You should do this:

initialize newstr to c, and then

for x in c.lower():
    if x in vowels:
        newstr = newstr.replace(x, "")

That's because str.replace(old, new[, max]) returns the a copy of the string after replacing the characters:

The method replace() returns a copy of the string in which the occurrences of old have been replaced with new, optionally restricting the number of replacements to max.

So, this is the correct code:

def anti_vowel(c):
    newstr = c
    vowels = ('a', 'e', 'i', 'o', 'u')
    for x in c.lower():
        if x in vowels:
            newstr = newstr.replace(x,"")

    return newstr

You can also do it in a more pythonic way:

''.join([x for x in c if x not in vowels])

My implementation:

# Ask the user for input:
user_input = input("enter a string with some vowels: ")
print("input string: " + str(user_input))
vowels = ('a','e','i','o','u','A','E','I','O','U')
new_string="";
for i in range(0,len(user_input),1):
    if user_input[i] in vowels:
        print ('found a vowel, removing...')
    else:
        new_string+=user_input[i]
print("I've removed the vowels for you.
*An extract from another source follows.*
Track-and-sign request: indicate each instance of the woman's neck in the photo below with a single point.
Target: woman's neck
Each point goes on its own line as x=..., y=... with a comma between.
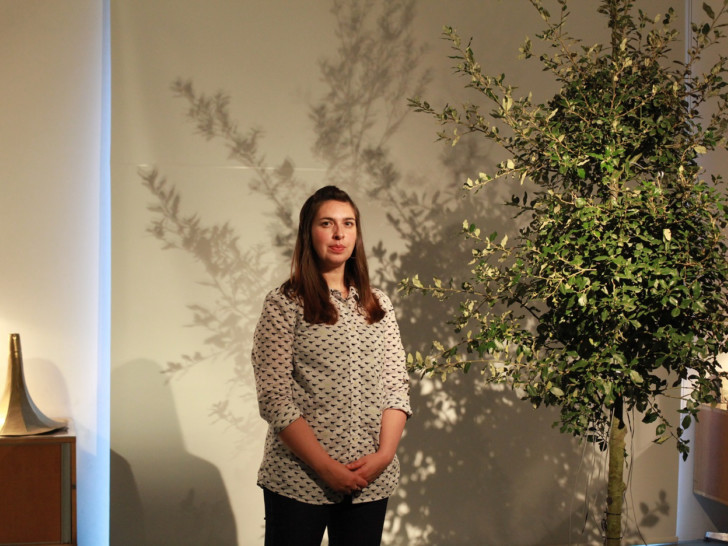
x=336, y=281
You're welcome! The new string is: " + new_string)

def anti_vowel(text):
  new_text = ""
  for i in text:
    if i == 'a' or i == 'A':
      pass
    elif i == 'e' or i == 'E':
      pass
    elif i == 'I' or i == 'i':
      pass
    elif i == 'o' or i == 'O':
      pass
    elif i == 'u' or i == 'U':
      pass
    else:
      new_text = new_text + i
  return new_text

print anti_vowel('Hey look Words!')

Another option is to forego the vowel variable and put the char's to remove in the loop.

    def anti_vowel(text):
        for i in "aeiouAEIOU":
            text = text.replace(i,"")
        return text

    print anti_vowel("HappIEAOy")

I know there are many correct solutions on this subject but I thought to add few fun ways of solving this problem. If you come from a C++/C# or Java, you will tend to use something like compare then action using the index to remove the unwanted entry in a for loop. Python has the Remove and Del functions. Remove function uses the value and del uses the index.The pythonic solution is in the last function. Lets see how we can do that:

Here we are using the index in a for loop and del function very similar in C++:

def remove_vol(str1):
     #list2 = list1 # this won't work bc list1 is the same as list2 meaning same container#
    list1 = list(str1)
    list2 = list(str1)
    for i in range(len(list1)):
        if list1[i] in volwes:
            vol = list1[i]
            x = list2.index(vol)
            del list2[x]
    print(list2)

Using the remove function:

def remove_vol(str1): 
      list1 = list(str1)
      list2 = list(str1)
      for i in list1:
          if i in volwes:
              list2.remove(i)
      print(list2)

Building new string that does not contain the unwanted chars using their indexes:

def remove_vol(str1):  
    list1 = list(str1)
    clean_str = ''
    for i in range(len(list1)):
        if list1[i] not in volwes:
            clean_str += ''.join(list1[i])
    print(clean_str)

Same as in the solution in above but using the value:

def remove_vol(str1):
    list1 = list(str1)
    clean_str = ''
    for i in list1:
        if i not in volwes:
            clean_str += ''.join(i)
    print(clean_str)

How you should do it in python? Using list comprehension! It is beautiful:

def remove_vol(list1):
    clean_str = ''.join([x for x in list1 if x.lower() not in volwes])
    print(clean_str)

Why don't you do it with regexp? According to the documentation, something like this should work:

import re

def anti_vowel(s):
    result = re.sub(r'[AEIOU]', '', s, flags=re.IGNORECASE)
    return result

If you're using the function often, you could compile the regexp and use the compiled version.